OpenAI Optimizes Agent Loops with WebSockets and Caching

OpenAI has published technical guidance on optimizing agentic workflows through WebSocket connections and connection-scoped caching within the Responses API. The approach reduces API overhead and improves model latency by maintaining persistent connections and reusing cached context across multiple agent loop iterations. This addresses a key performance bottleneck in agent-based systems where repeated API calls and redundant context transmission can accumulate latency costs.
TL;DR
- →WebSocket connections in the Responses API enable persistent, lower-latency communication for agent loops compared to traditional HTTP request-response cycles
- →Connection-scoped caching allows agents to reuse context and reduce redundant data transmission across multiple iterations
- →The optimization targets the Codex agent loop architecture, a reference implementation for multi-step reasoning workflows
- →Reduced API overhead translates to faster agent execution and lower operational costs for production agentic systems
Why it matters
Agent-based systems are becoming a core pattern for complex AI workflows, but their iterative nature creates latency and cost challenges when each step requires a fresh API call.

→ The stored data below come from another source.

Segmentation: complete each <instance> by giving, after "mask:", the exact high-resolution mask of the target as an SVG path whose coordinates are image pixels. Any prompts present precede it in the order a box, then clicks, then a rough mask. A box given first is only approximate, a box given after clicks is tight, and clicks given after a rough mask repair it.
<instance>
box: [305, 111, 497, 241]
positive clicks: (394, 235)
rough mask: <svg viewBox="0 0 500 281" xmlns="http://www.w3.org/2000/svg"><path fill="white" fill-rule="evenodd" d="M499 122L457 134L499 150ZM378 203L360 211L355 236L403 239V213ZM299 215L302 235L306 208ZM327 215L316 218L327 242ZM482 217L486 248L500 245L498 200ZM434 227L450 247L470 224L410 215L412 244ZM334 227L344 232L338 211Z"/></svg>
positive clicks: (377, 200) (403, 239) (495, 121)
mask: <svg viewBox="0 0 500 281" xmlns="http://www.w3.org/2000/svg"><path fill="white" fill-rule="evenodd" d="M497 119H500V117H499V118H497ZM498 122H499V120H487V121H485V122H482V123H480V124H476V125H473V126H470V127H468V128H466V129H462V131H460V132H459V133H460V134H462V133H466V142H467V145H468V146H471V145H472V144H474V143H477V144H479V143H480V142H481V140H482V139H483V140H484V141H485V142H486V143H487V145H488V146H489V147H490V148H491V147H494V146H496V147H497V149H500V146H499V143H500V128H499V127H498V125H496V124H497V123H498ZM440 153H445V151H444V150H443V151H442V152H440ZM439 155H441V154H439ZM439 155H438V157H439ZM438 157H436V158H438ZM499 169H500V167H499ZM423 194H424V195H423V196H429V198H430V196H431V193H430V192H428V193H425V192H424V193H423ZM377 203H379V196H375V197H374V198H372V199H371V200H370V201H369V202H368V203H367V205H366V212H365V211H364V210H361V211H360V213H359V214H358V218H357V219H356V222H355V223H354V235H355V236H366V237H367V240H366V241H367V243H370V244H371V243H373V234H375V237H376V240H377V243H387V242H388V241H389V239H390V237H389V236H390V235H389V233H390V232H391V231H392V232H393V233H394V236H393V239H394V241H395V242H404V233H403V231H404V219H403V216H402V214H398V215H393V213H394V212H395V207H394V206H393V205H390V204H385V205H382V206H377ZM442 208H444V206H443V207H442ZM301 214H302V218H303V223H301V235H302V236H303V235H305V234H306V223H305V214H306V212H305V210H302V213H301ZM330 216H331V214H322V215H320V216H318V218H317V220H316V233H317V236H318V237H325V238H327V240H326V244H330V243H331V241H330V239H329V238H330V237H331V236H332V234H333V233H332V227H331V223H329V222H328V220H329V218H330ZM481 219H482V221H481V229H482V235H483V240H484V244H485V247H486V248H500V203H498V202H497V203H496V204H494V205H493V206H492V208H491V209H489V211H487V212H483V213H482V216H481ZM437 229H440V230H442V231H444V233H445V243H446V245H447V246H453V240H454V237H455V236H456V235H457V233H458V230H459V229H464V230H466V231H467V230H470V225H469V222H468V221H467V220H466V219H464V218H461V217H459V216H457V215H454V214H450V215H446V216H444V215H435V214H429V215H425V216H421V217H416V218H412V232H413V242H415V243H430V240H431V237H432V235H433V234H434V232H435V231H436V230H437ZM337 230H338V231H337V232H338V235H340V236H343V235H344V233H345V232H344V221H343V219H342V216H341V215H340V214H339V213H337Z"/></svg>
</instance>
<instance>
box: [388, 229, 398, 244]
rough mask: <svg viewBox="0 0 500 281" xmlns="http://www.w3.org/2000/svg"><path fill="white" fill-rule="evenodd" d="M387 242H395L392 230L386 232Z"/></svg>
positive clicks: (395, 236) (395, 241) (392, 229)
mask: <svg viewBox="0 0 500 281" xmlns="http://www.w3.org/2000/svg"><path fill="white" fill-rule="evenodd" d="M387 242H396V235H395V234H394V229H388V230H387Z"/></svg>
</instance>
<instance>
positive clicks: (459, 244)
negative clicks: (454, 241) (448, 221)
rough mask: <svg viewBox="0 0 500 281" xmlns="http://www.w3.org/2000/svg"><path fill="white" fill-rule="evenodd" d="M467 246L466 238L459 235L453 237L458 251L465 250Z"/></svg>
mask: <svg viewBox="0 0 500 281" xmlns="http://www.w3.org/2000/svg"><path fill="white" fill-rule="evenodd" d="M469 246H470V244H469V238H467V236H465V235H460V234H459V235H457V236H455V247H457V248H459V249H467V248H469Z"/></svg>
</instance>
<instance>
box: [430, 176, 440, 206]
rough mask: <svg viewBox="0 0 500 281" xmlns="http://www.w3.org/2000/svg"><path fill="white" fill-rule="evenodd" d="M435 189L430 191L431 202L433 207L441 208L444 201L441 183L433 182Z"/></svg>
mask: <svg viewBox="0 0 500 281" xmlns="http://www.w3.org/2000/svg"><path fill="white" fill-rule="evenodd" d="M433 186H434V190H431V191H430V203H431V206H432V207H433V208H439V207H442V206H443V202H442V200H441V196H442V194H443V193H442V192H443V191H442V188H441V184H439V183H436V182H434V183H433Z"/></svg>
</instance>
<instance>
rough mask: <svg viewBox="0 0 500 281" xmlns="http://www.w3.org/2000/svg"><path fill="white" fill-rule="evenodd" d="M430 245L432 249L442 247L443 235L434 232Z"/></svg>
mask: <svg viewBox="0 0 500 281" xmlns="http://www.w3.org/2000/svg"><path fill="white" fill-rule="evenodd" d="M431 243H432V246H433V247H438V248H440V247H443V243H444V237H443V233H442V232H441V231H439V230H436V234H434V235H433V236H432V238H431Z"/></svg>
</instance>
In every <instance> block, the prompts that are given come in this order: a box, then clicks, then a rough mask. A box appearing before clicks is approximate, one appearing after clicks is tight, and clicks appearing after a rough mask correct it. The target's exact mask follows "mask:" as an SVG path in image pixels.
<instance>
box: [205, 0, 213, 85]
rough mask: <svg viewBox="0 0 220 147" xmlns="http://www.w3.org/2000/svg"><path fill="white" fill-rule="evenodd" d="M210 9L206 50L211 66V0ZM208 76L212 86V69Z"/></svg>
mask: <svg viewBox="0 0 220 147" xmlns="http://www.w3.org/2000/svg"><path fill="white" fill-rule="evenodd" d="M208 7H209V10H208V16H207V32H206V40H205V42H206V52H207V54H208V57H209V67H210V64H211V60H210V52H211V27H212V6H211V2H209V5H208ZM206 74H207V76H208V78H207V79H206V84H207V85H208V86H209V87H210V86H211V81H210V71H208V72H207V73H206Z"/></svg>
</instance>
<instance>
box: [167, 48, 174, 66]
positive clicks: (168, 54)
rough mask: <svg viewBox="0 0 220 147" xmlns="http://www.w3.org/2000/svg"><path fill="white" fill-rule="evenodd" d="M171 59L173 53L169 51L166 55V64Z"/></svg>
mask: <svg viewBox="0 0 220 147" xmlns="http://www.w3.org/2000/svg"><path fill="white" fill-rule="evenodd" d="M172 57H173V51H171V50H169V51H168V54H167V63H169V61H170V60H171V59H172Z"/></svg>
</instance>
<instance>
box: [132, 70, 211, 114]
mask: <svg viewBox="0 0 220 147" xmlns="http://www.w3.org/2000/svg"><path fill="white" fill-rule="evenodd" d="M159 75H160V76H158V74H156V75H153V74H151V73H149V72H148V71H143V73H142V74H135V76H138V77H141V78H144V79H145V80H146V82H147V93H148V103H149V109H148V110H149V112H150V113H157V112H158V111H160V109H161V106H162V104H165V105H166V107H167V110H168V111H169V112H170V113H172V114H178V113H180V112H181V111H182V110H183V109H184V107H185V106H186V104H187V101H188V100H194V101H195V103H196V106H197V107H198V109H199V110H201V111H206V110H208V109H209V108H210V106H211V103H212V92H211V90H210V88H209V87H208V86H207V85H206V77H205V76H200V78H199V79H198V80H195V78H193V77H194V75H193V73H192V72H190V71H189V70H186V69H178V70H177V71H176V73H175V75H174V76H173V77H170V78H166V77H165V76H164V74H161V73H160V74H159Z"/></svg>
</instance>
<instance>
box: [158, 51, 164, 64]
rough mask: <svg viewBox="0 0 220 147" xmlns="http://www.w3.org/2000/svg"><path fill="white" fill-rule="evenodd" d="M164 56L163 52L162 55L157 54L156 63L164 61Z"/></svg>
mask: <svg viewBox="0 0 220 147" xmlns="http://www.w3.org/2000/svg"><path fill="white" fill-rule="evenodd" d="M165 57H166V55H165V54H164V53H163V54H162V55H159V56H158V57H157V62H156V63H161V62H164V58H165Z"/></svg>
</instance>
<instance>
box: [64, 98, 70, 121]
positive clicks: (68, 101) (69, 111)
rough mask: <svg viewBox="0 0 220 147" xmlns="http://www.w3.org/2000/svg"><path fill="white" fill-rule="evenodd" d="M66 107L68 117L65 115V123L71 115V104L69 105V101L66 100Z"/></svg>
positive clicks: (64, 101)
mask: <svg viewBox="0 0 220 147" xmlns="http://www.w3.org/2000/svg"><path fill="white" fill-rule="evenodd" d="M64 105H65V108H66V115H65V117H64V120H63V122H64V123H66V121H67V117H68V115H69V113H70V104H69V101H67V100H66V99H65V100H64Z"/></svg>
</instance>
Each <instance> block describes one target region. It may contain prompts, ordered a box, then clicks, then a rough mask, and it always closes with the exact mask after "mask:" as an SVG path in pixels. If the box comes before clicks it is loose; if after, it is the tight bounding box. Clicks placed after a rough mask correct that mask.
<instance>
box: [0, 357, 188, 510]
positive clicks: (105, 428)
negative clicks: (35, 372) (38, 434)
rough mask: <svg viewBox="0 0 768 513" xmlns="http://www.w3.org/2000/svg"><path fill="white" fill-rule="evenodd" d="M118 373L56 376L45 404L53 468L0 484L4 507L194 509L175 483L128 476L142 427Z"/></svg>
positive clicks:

WebSocket-based optimizations and caching directly address these friction points, making agents more practical for real-time and cost-sensitive applications. This guidance signals OpenAI's focus on making agentic systems production-ready at scale.
Business relevance
For operators and founders building agent-based products, connection-scoped caching and WebSocket support can meaningfully reduce per-request latency and API costs, improving unit economics and user experience. Teams deploying multi-step reasoning workflows will benefit from faster execution times and lower infrastructure overhead. This optimization becomes critical as agent complexity and iteration depth increase in production systems.
Key implications
- →WebSocket support in the Responses API represents a shift toward persistent, stateful connections for agentic workloads rather than stateless request-response patterns
- →Connection-scoped caching reduces the need for application-level caching logic, simplifying agent architecture and improving performance without additional infrastructure
- →The optimization gap between naive agent loops and optimized ones may widen, creating pressure for teams to adopt these patterns to remain competitive on latency and cost
What to watch
Monitor adoption rates of WebSocket-based agent implementations and whether other API providers follow with similar optimizations. Watch for emerging best practices around connection lifecycle management and cache invalidation in long-running agent loops. Track whether these optimizations enable new use cases that were previously too slow or expensive to deploy in production.